“You’re the expert there. Don’t really spend much time on shit like this.” He’s not a NERD!!!
Melvin would take his word for it on the surface. It was probably pretty normal. Bar the fact that most mail rooms were not operated by fire dudes. Probably. Actually, had he ever even actually been in a mail room? He couldn’t remember. This was going to occupy his train of thought more than it had any right to. It wasn’t like he wrote a lot, and any deliveries he made were a little too local.
Besides, who would even send a pizza through the mail? Not even Johnny was that accommodating of customer requests. Probably. Hadn’t happened yet, as far as he knew. Maybe someone on the early shifts had to lovingly stamp a greasy, piping hot cardboard box to be sent off to who knows where else.
Abel Lazarus I might be able to better direct you if I know which you want.
… Where were they again? Something about a pen. Right. Oh no. He’d gone down that mental tangent while looking a little too shoulder-ways. He does manage to notice Abel noticing, but then again he didn’t say anything, so maybe he hadn’t actually noticed. Phew. Good thing Abel was just as distracted fixing his cool earring thing as he was by whatever just happened there.

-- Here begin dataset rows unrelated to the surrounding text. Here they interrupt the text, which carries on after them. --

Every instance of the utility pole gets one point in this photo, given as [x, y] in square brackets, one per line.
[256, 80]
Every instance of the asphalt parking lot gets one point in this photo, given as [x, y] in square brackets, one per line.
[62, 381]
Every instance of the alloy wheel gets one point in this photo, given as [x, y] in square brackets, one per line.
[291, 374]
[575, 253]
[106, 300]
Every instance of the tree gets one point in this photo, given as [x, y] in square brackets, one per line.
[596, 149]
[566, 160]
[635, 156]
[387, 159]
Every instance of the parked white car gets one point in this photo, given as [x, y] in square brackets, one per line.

“Uh. Still thinking about it, I guess. Don’t know who’d wanna write me and don’t know who I’d wanna write either.”
Punctuated with a resounding shrug.
“Probably faster if I just write something, though.” As much as he hated ‘doing things,’ it was undoubtedly going to be really boring staying here. Which was kind of worse than doing things he hated. And it’d be faster than having to sift through more paper.
Abel Lazarus Mail rooms aren’t exactly the sort of place exciting things usually happen.
“There’s probably something. Nothing here’s just… normal.”
Other than the guy made of fire who has not burned the entire paper-filled car down yet, who was apparently very normal. By train standards, something as normal as a mail room was weird, and vice versa. Or something.